Did I suggest posters? “Print some off the computer.”
“They won’t be the same. Those were posters.”
“Print fliers. We can hand them out.” Problem solving is time-consuming.
“I don’t know. I don’t know about this anymore.”
What? Now I’ve got to rah-rah Will? I can’t let this whole thing fall apart. “Listen, man. Success is in the palm of your hand. The cakes. The photos on Facebook. Your face time is skyrocketing. I’m almost jealous.”
“Right.”
“Seriously. Man, you know what? You don’t even need fliers. Annelise is going to play her video and we’re going to find out she’s been your secret admirer all along and you’re going to go up there and give her the big oh, we’re-a-cute-couple kiss and you can take the microphone and say …” I trail off at the thought of Will with
Annelise. And me, without Jillian. I want to spend time with her after the hockey tournament. Lots of time. Just Jillian and me. That’s the only way to fix this.
“Say what?”
Right. I slide away another tile of the puzzle in order to concentrate. “Say, ‘Thanks. And if you want me to be class president, I’ll make sure we have cakes. Lots of cakes. After all, I’ve got the connections. ’ People will laugh. It’ll be online in minutes and once it’s viral, you’re in.”
“Perfect. So that’s what you want me to do?”
I hesitate. Now I’m in charge of his life, too? I wonder what Annelise would say if she were in on this conversation. Guilt tunnels through me, rises like a worm looking for water. “You don’t think Annelise would want to be class president, do you?”
“Dude, she’d be terrible. We’d have leopard-print tablecloths at graduation.”
“Yeah …”
“What? You don’t think it’s going to be good.”
“No.
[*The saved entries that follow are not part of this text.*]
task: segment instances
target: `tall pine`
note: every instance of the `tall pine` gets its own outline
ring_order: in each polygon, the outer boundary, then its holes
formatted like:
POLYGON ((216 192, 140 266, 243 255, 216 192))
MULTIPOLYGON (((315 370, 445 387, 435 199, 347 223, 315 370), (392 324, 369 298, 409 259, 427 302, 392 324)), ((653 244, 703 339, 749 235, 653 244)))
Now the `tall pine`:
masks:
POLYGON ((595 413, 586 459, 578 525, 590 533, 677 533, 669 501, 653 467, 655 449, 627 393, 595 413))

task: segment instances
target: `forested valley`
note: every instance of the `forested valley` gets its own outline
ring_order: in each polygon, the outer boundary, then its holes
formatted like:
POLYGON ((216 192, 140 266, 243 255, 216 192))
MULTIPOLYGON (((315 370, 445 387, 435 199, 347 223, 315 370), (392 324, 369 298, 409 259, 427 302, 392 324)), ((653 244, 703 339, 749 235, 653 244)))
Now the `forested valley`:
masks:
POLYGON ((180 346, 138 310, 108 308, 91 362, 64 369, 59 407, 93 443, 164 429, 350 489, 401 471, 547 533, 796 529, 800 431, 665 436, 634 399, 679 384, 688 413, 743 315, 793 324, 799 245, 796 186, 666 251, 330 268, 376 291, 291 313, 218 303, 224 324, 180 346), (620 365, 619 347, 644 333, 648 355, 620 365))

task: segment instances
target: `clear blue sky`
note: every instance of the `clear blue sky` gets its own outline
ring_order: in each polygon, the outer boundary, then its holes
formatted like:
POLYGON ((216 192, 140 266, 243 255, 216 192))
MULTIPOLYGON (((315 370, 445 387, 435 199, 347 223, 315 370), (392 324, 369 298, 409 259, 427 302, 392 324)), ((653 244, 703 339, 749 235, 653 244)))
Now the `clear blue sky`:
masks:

No. It’s good. All good.”
“What’s with you, dude? The rug rats wearing you down?”
“No, man. They’re great. Really great. It’s just, well, I guess I’ve got a lot on my mind in other ways. But. It’s nothing.” I hang up the phone a few minutes later, turn it off. Jillian’s right; the heat is exhausting, and I’m done. I drive the rest of the way home.
When I pull into the driveway I realize I am not as done as I’d like to be.
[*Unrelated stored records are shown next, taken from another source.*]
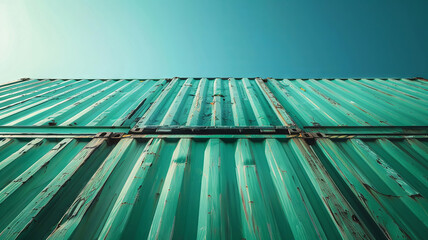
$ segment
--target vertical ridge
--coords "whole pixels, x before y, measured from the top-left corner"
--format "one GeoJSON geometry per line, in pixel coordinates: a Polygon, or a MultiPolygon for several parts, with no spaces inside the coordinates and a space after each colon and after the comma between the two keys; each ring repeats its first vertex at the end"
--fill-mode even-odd
{"type": "Polygon", "coordinates": [[[206,99],[206,88],[207,88],[207,79],[202,78],[199,81],[198,89],[196,90],[195,98],[193,99],[192,108],[190,109],[189,116],[187,118],[187,126],[196,126],[198,125],[201,115],[203,114],[204,101],[206,99]]]}
{"type": "Polygon", "coordinates": [[[95,138],[40,192],[21,213],[0,233],[0,238],[15,239],[35,221],[35,217],[50,203],[74,173],[90,158],[105,139],[95,138]]]}
{"type": "Polygon", "coordinates": [[[129,174],[98,239],[118,239],[121,237],[147,173],[153,162],[159,157],[162,141],[161,139],[150,139],[147,143],[129,174]]]}
{"type": "Polygon", "coordinates": [[[183,185],[184,169],[190,158],[191,139],[180,139],[169,167],[150,228],[150,239],[171,238],[174,231],[178,199],[183,185]]]}
{"type": "Polygon", "coordinates": [[[236,176],[242,201],[242,228],[247,239],[279,239],[272,209],[265,202],[248,139],[239,139],[235,151],[236,176]]]}
{"type": "Polygon", "coordinates": [[[222,238],[220,144],[220,139],[210,139],[205,149],[197,239],[222,238]]]}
My mother is coming out of the house with her tennis racket and she runs to the car as I turn the engine off. I get out quickly trying to avoid her expectation, her critical eye.
“Parker. Join me for a doubles game.” She twirls her racket.
“Mom. I’m exhausted. Can I get a rain check?”
“Parker.” She waits until I’m looking right at her. “You’ve been
spending too much time on this hockey tournament thing, with those little boys and that girl.”
“We’re raising money for kids in Africa,” I remind her.
“I understand that’s the good cause, but I’ve had enough of you being gone all the time. And we will be playing tennis next week.” She winks at me. “I’ve booked a villa for us at the Waves and Wishes retreat. Remember we went there when you were little?”
I want to say I’m not interested. You can’t make me. I’m not a kid anymore. Instead, I stare at her and nod.
“We’re leaving on Saturday. Two weeks in luxury. Me, you, and your dad.”
Damn. This is so like my mother, she decides what she wants to do and nothing is going to get in her way. Damn. And I’m like her. A lot. Pushing forward, like I know what’s best. During this whole hockey tournament I’ve been focused on the boys and me, and what I’m going to get out of this. No wonder Jillian’s upset. “Can we postpone it? For a week? Or a few days?”
“You know how I feel about family time, Parker.” She lays her hand on the side of my face. “You’ve had your fun with your friends.”
I try to protest.
“This isn’t a negotiation.”
This is how it is with my family. They only give you so much room to move.